Sorry for not finishing my saga of the accident. It's weird; when you're not doing your regular stuff, you kind of lose momentum in your life, and then you end up doing nothing at all except playing Zoo Tycoon all day. Sigh.

At any rate, I'm still not walking on the foot. The orthopedic surgeon diagnosed the lisfranc fracture, and I had surgery to place two screws in my foot to secure the first and second metas in place. I was placed in a soft splint for a week and then I had this green monster put on on May 15th. On June 17th I'll get the cast off and X-Rays -- I'm hoping to start some weight-bearing at that time.

Insurance paid for me to rent a scooter like this that is way better than crutches.
You put your knee on it and zoom all around the place. It attracts so much attention everywhere I go that it is kind of overwhelming but it is waaaaaaaaay worth it. Anyone who has ever had crutches will understand what I mean. Plus, I put a pink basket and horn and little tassels on it so its ubercool now.

So basically, May has been a roller coaster month with a lot of depression about not being able to do anything, stress about running my classroom from 50 miles away, and joy about simply being alive. And the scooter.

Last week was finals and yesterday was graduation, and I went back for just that week. Tuesday, we had a staff luncheon where all the staff awards are announced. I was already a bit self-conscious about rolling by every single one of our over 250 staff members on the damn scooter, but I got over that. There's really nothing to do but smile and joke about the bizzarity of the contraption and commiserate about the shittiness of being in a cast. And tell the story of how I broke it 1,000,000,000 times. So I finally get my lunch and scoot over to a table where a few friends come over and join me.

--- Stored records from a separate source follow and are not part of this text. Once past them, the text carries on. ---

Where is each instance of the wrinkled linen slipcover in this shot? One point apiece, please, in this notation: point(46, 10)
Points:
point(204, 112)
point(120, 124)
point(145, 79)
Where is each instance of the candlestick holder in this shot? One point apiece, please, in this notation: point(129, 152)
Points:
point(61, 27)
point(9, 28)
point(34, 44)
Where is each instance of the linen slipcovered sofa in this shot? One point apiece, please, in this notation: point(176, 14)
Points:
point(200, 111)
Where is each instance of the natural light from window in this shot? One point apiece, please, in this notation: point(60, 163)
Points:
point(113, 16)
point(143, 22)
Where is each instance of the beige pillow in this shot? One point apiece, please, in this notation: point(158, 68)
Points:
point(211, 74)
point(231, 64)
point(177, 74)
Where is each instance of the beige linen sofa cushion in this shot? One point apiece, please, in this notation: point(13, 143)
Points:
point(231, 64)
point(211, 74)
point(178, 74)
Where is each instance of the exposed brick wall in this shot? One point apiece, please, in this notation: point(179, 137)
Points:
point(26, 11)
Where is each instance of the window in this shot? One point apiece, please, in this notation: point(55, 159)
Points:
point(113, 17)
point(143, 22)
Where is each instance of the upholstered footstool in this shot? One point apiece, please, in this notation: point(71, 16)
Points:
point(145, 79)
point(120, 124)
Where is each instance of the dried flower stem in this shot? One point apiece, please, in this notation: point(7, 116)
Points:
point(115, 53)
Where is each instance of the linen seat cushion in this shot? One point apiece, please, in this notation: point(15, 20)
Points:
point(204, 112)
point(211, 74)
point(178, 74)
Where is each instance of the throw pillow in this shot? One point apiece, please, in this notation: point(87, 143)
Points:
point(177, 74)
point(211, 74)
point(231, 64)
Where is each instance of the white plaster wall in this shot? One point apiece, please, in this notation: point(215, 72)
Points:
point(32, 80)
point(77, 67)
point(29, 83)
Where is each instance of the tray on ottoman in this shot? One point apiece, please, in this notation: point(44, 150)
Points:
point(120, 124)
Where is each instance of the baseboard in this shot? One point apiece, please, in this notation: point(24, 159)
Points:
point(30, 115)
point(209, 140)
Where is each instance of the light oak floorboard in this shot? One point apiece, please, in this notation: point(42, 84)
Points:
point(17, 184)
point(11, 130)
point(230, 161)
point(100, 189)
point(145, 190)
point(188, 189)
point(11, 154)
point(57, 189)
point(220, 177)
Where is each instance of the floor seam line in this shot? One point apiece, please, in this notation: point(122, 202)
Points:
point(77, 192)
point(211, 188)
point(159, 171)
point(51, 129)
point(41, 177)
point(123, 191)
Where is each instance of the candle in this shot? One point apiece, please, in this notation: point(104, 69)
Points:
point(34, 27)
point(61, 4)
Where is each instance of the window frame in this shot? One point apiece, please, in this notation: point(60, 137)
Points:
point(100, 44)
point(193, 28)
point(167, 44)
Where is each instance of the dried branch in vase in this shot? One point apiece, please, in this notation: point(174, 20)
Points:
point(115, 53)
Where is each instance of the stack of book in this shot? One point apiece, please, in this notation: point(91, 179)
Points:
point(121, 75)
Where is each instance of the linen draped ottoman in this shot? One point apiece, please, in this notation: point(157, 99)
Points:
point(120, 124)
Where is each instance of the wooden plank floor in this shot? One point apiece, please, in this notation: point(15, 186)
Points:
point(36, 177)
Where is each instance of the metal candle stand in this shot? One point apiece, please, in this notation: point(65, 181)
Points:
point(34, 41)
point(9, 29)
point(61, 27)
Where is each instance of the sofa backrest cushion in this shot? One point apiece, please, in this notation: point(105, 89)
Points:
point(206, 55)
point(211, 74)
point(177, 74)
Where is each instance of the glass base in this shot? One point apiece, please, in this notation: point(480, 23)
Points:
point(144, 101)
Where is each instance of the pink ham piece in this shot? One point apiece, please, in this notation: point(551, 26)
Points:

While the awards ceremony progressed, our HR director came over to me and casually asked how does that scooter thing work, anyway? Gullible as I am, I said oh, like this! and hopped on a rolled around. He immediately put his arm around my shoulder and started guiding me toward the awards podium. I whispered something like, are you going to embarrass me? I thought they were going to have me go up and give me a hard time about the scooter or something. He said yes, we're going to embarrass you. Little did I know.

Before I realize what's happening, the director of alternative ed is talking about me and saying all these amazing things. I'm hyperventilating because she doesn't usually say nice things about anyone and certainly not to the WHOLE STAFF and shit, this is the kind of stuff they say about the teacher of the year and that is certainly not happening to me so what is going on? I felt like I was in a dream, sweating, and I had both hands over my mouth "speak no evil" style.

Little tears started leaking out the corner of my eyes as I realized that yes, I was receiving teacher of the year. After teaching only three years, and after being gone for the whole month of May and grading and writing lesson plans from home, I am the teacher of the year for SBHSD for 2007-2008!!!!!!!! Today is Saturday and I still cannot believe it. It is unheard of to win this honor at such an early point in one's career, especially at a school site with nearly 3000 students and 200 staff.

Everyone says I deserve it, and I probably do, but so do a lot of other people. I usually take awards pretty easily and like to get that kind of attention, but this is one mantle that I have taken a bit uneasily. I just can't believe that I made that much of a positive impact in that short of a time. It's like getting elected to office or something. I've never felt like this before. My head is still spinning, and I can't seem to get my feet back on the ground. Literally.


Momily said…
Yip-eeeeeeee and weeeeeeeeeee!

The first for the award, the second for the scooter.